Pflegeprämie

Ein Tropfen auf den heißen Stein?

Mit dem zweiten Gesetz zum Schutz der Bevölkerung bei einer epidemischen Lage von nationaler Tragweite ist auch eine einmalige Pflegeprämie in der Altenpflege beschlossen worden. Sie soll Anerkennung sein für den außerordentlichen Einsatz der Berufsgruppe der Pflegefachkräfte in der Coronakrise. Ein gutes Zeichen für in der Pflege tätige Menschen oder eben doch nur der viel zitierte Tropfen auf den heißen Stein?

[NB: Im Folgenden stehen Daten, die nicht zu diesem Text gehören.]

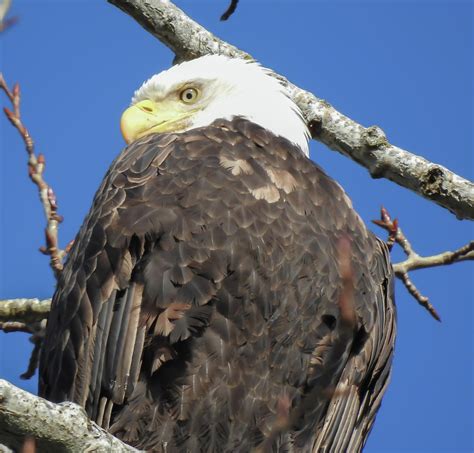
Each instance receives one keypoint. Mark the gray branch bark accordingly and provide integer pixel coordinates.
(368, 147)
(55, 427)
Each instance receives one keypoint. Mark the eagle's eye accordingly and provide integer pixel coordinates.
(189, 95)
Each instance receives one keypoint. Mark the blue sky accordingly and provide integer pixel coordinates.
(405, 66)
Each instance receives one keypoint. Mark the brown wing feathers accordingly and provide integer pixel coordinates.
(202, 292)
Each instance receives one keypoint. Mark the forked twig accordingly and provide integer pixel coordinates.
(415, 261)
(36, 166)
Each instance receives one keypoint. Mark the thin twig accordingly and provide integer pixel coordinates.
(415, 261)
(36, 166)
(230, 10)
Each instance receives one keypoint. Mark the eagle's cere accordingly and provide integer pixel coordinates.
(198, 92)
(203, 306)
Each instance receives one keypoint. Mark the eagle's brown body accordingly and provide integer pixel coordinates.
(201, 299)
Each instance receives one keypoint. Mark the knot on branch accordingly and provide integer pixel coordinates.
(374, 137)
(433, 181)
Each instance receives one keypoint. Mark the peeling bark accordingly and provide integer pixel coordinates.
(368, 147)
(55, 427)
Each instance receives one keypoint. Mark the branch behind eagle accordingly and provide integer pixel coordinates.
(203, 288)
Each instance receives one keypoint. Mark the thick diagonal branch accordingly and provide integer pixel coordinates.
(55, 427)
(369, 147)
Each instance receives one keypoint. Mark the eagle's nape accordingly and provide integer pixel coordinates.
(204, 289)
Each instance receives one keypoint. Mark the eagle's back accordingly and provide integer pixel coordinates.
(199, 309)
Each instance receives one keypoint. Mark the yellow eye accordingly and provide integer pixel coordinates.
(189, 95)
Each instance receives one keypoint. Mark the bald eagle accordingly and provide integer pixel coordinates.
(198, 310)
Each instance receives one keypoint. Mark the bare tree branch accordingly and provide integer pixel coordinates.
(415, 261)
(24, 310)
(6, 22)
(368, 147)
(56, 427)
(230, 10)
(36, 166)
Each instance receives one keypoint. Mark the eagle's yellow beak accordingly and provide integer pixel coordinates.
(149, 117)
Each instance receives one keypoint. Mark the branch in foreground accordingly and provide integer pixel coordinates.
(230, 10)
(35, 170)
(368, 147)
(27, 316)
(415, 261)
(4, 21)
(56, 427)
(24, 310)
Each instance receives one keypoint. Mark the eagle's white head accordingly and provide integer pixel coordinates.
(198, 92)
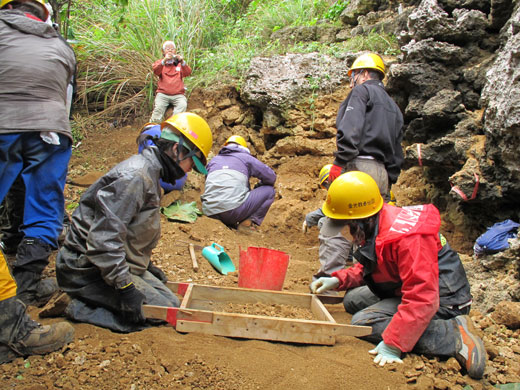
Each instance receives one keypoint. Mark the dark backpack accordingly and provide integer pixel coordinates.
(495, 238)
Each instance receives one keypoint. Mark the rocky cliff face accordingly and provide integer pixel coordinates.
(456, 81)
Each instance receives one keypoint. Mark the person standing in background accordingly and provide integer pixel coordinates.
(171, 70)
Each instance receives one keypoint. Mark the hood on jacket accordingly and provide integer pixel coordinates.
(233, 148)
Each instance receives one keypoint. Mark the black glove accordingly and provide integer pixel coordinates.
(131, 304)
(157, 272)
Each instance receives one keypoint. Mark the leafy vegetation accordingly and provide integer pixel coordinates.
(117, 41)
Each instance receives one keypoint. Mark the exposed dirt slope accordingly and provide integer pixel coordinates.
(161, 358)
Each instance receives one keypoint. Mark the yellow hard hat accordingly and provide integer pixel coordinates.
(194, 128)
(324, 174)
(237, 140)
(368, 61)
(42, 2)
(353, 195)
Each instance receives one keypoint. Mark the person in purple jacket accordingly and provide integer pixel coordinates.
(228, 196)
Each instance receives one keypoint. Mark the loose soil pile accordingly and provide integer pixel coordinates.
(161, 358)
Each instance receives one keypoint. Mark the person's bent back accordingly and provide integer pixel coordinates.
(227, 195)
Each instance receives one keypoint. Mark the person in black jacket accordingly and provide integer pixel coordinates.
(369, 125)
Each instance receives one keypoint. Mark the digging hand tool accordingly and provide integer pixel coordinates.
(195, 246)
(386, 354)
(324, 284)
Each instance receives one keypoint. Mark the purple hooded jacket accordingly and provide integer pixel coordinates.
(227, 183)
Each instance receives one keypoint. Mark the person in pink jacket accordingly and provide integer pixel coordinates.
(171, 71)
(408, 284)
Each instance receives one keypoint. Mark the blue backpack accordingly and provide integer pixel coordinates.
(495, 238)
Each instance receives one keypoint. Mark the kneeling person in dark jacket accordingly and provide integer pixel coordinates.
(409, 285)
(104, 264)
(227, 194)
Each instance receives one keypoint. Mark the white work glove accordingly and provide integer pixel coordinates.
(324, 284)
(386, 354)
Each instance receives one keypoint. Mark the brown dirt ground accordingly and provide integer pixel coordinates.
(161, 358)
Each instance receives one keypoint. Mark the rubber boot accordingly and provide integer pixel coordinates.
(7, 354)
(44, 339)
(31, 259)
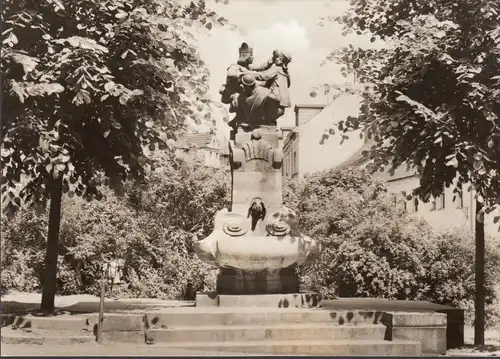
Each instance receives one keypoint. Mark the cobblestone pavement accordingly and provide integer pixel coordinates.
(115, 349)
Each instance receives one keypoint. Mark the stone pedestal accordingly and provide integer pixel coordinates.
(257, 242)
(280, 281)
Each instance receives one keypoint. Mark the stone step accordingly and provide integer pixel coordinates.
(57, 322)
(40, 337)
(334, 347)
(311, 331)
(262, 316)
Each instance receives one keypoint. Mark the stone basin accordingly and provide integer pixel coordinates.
(256, 253)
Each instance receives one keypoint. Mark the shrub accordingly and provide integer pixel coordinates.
(372, 248)
(23, 244)
(151, 228)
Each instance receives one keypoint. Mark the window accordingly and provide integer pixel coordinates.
(404, 201)
(442, 201)
(295, 165)
(286, 166)
(460, 197)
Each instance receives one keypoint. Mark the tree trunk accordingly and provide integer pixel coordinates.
(50, 270)
(479, 322)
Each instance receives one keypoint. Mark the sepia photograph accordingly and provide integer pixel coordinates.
(202, 178)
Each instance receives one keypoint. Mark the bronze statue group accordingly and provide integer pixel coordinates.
(258, 95)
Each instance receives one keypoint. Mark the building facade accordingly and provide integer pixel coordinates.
(305, 153)
(205, 147)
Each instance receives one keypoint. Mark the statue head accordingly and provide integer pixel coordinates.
(248, 83)
(246, 55)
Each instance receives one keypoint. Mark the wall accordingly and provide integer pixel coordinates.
(455, 214)
(315, 156)
(291, 156)
(442, 219)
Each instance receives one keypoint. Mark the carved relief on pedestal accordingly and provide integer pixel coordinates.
(256, 149)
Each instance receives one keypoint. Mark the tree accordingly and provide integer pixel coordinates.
(433, 98)
(87, 86)
(150, 231)
(373, 248)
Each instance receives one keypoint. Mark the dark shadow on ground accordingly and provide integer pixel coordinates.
(19, 308)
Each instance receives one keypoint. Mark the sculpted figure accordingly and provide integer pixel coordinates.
(256, 105)
(257, 211)
(277, 79)
(235, 71)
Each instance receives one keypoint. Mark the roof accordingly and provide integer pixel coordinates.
(224, 147)
(358, 160)
(308, 106)
(400, 173)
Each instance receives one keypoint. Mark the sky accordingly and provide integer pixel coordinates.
(290, 25)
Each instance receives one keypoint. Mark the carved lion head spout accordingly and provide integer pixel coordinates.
(257, 210)
(283, 222)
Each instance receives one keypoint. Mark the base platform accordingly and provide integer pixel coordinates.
(291, 300)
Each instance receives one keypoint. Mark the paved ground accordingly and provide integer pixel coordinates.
(25, 302)
(118, 349)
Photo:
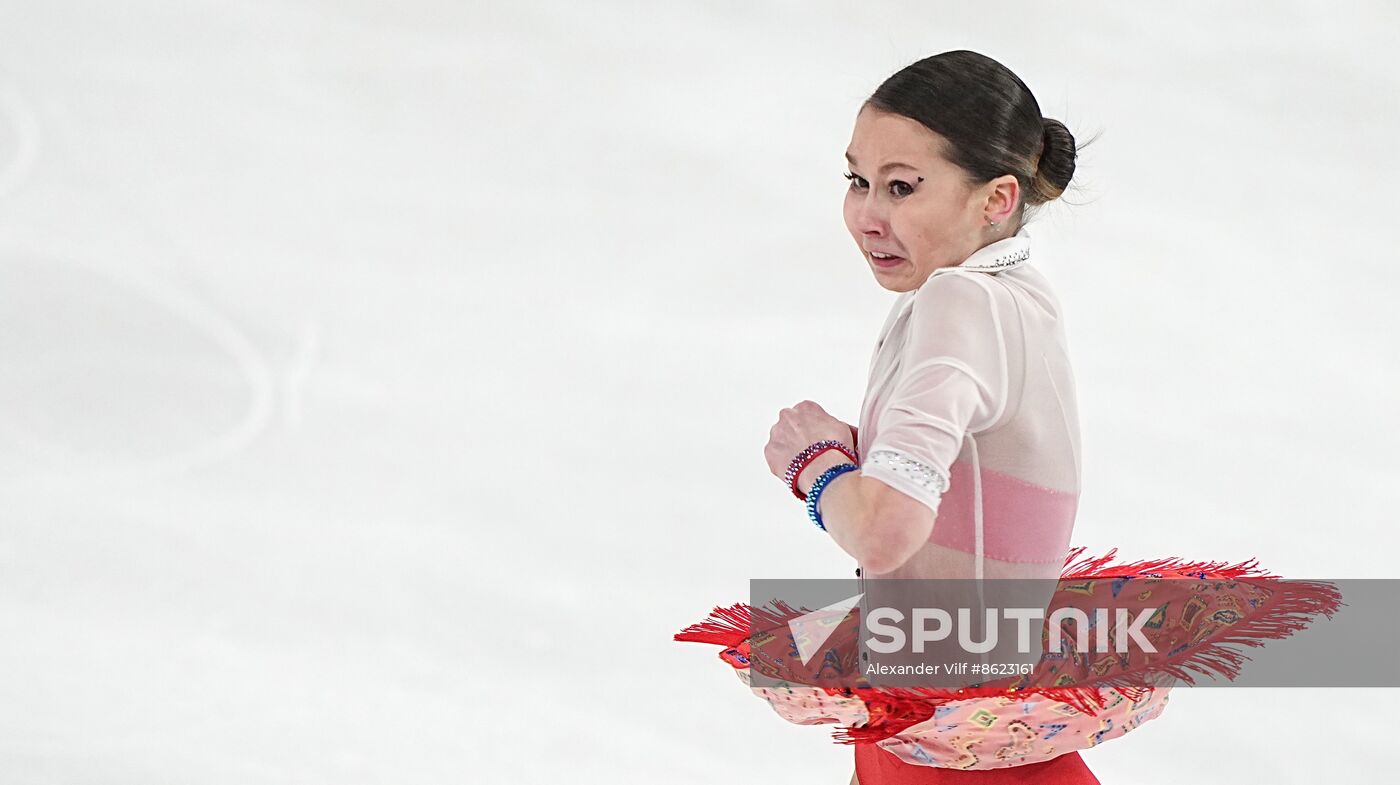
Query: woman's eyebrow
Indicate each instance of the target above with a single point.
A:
(886, 167)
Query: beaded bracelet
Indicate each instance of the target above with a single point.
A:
(815, 496)
(807, 456)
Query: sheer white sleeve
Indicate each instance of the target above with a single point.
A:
(952, 379)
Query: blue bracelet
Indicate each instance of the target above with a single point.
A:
(815, 494)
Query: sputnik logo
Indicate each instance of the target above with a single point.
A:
(811, 630)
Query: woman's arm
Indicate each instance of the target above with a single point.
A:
(875, 524)
(952, 381)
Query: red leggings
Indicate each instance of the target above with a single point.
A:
(878, 767)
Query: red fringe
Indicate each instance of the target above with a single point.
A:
(893, 710)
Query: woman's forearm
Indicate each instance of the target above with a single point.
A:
(844, 504)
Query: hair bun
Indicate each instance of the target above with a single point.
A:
(1057, 157)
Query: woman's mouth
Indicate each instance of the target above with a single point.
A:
(885, 260)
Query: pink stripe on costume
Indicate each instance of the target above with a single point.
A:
(1021, 521)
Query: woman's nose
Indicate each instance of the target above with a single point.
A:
(870, 216)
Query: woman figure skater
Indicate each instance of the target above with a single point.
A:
(968, 441)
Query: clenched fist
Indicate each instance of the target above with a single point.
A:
(797, 428)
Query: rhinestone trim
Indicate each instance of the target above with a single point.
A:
(1001, 262)
(919, 473)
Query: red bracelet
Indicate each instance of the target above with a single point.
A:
(808, 455)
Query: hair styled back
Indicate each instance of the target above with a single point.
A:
(990, 121)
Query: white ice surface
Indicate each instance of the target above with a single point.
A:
(384, 384)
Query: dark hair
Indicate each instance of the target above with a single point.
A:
(990, 121)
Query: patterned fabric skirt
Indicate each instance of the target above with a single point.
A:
(1028, 731)
(874, 766)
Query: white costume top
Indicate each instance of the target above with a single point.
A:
(970, 409)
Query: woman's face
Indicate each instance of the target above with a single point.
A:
(909, 202)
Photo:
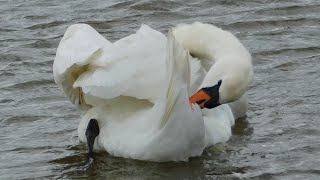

Es besteht ein breiter politischer und gesellschaftlicher Konsens darüber, dass es gerade die Pflegefachkräfte sind, die in der Coronakrise einer außerordentlichen Belastung ausgesetzt sind und dabei großartige Arbeit leisten. Daher ist es konsequent, dass man dieser Berufsgruppe jetzt per Gesetz eine finanzielle Anerkennung zuspricht. Dieser einmalig angelegte Bonus ist dem Gesetz nach gestaffelt ausgerichtet. Beschäftigte in der Altenpflege, die direkte Pflege und Betreuung erbringen, erhalten einmalig 1.000 Euro; diejenigen, die überwiegend tagesstrukturierend und aktivierend tätig sind, bekommen 677 Euro; alle übrigen Beschäftigten 334 Euro. Auch Freiwillige im Freiwilligendienst (100 Euro) und Auszubildende (600 Euro) werden bedacht. Die Länder oder die Arbeitgeber können die Prämien um bis zu 500 Euro aufstocken. Von dieser Möglichkeit machen die Länder wohl auch überwiegend Gebrauch, die Arbeitgeber sind bisher eher zurückhaltend. Die Prämie ist ein gutes Zeichen für eine Berufsgruppe, die bereits vor der Coronakrise im politischen Fokus stand. Wenn man sie als Ausdruck einer gestiegenen Wertschätzung wahrnimmt, dann ist sie mehr als nur der Tropfen auf den heißen Stein. Die Prämie kann aber nur ein Baustein in einem Bündel an Maßnahmen sein, um das Berufsbild auf lange Sicht zukunftssicher auszugestalten. Im Rahmen der Konzertierten Aktion Pflege wurden hierzu bereits wichtige Aspekte aufgearbeitet: Faire Löhne, flexible Arbeitsbedingungen, verlässliche Arbeitszeiten, gesundheitsförderliche Maßnahmen und Wertschätzung standen dabei im Fokus und müssen auch weiterhin verfolgt werden, will man das Berufsbild attraktiv gestalten.

Die Finanzierung der Pflegeprämie ist unbefriedigend und zum Nachteil der Beitragszahler geregelt. Die Mittel sollen überwiegend von der sozialen Pflegeversicherung aufgebracht werden, immerhin rund 890 Millionen Euro. Etwa 130 Millionen Euro schlagen in der gesetzlichen Krankenversicherung (GKV) zu Buche. Lediglich die freiwillige Aufstockung durch die Länder ist steuerfinanziert. Es wäre nur konsequent gewesen, diese Aufgabe auf der Finanzierungsseite komplett gesamtgesellschaftlich zu verankern und entsprechend aus Steuermitteln zu finanzieren. Die Prämie ist Ausdruck einer gestiegen Wertschätzung des Berufsbildes und damit ein gutes Signal. Wichtiger jedoch als diese Einmalzahlung ist die Perspektive auf gute Arbeitsbedingungen und flächendeckend faire Löhne in der Branche. Zu Letzterem haben sich die Tarifpartner bereits auf den Weg gemacht. Nun muss die Politik folgen, um das Finanzierungssystem in der Pflege auf neue Füße zu stellen, damit bessere Löhne nicht allein von den Pflegebedürftigen über steigende Eigenanteile in der Pflege geschultert werden müssen.